Mounzir est encore un adolescent, mais c’est déjà un vétéran de la guerre en Syrie. Après avoir chassé les soldats du régime de sa ville d’origine, Azaz, il essaie de faire de même à Alep, la grande métropole du nord où la tâche se révèle bien plus ardue. «Le combat est très différent ici», reconnaît Mounzir. «A Azaz, les habitants travaillaient avec nous et nous respectaient, mais ici, la moitié des gens ne nous protègent pas et ne nous aiment pas.»

Manque de recrues locales, armement insuffisant

Pour lui, cette guérilla urbaine est d’autant plus difficile qu’aucun des 12 membres de son unité ne vient d’Alep ni ne maîtrise la géographie de la ville. Avec pour tout armement des bombes artisanales, des kalachnikovs, des lance-roquettes et des mitrailleuses, ils doivent se battre pour chaque centimètre conquis. Et leur dernière opération en date s’est terminée par une retraite après la mort d’un des leurs.

Abou Mohammed, un commandant charismatique et respecté d’Alep qui dirige de 350 à 400 rebelles, reconnaît qu’il manque de recrues locales.
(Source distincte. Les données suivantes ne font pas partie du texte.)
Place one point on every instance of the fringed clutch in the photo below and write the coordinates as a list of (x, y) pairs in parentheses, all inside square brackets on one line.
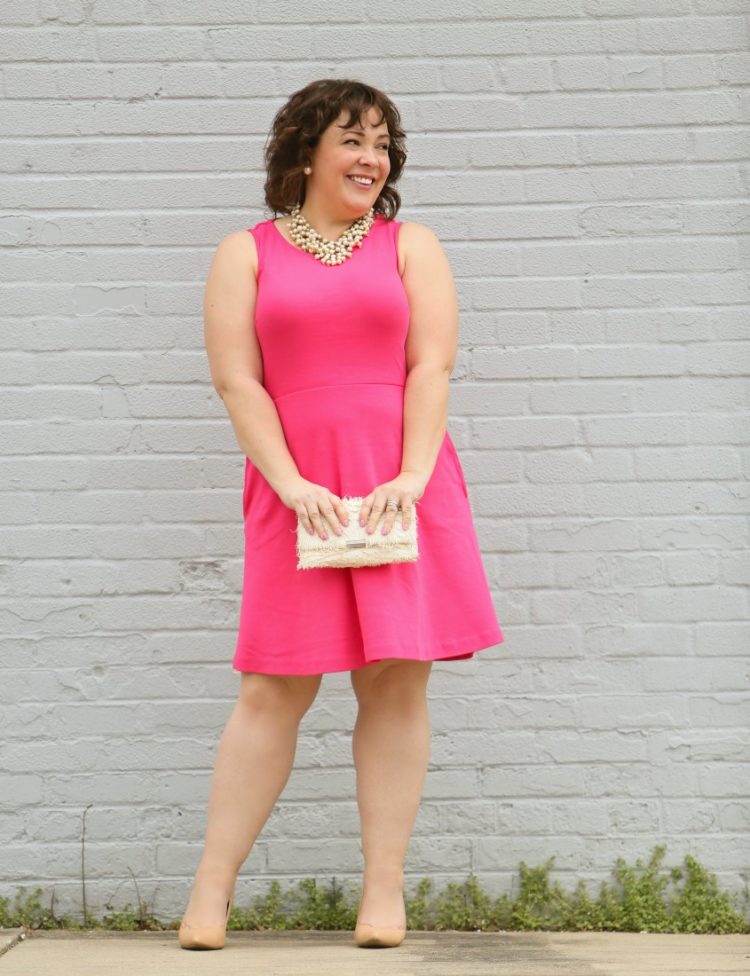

Assis dans un champ d’oliviers, où il entraîne des hommes pour des opérations commandos, il attribue ce manque aux familles qui ont quitté la ville en masse à la fin de juillet, mais aussi aux religieux et décideurs de la ville qui affichent leur soutien au président Bachar el-Assad.

Les raids aériens et les bombardements ont détruit les maisons, ruiné les affaires et surtout dévasté des familles entières. Dans les rues, des montagnes de détritus pourrissent. Les habitants se plaignent des coupures d’électricité, des pénuries, des hausses de prix et, surtout, ils ont peur.

Pas d’issue en vue

Selon des experts, la bataille d’Alep pourrait encore durer longtemps vu la faiblesse de l’armement rebelle et la volonté du régime d’éviter la condamnation internationale que provoqueraient des massacres dans la ville.

«Clairement, la base de l’ASL est beaucoup plus dans les zones pauvres» dont elle a pris le contrôle facilement, déclare Marwa Daoudy, professeur en relations internationales à l’Université d’Oxford. Même s’ils sont très critiques envers le régime Assad, de nombreux habitants d’Alep, comme ailleurs dans le pays, craignent «pour leur sécurité et l’avenir du pays. Ils ne savent pas non plus qui sont certains des rebelles et quelles sont leurs intentions», ajoute-t-elle.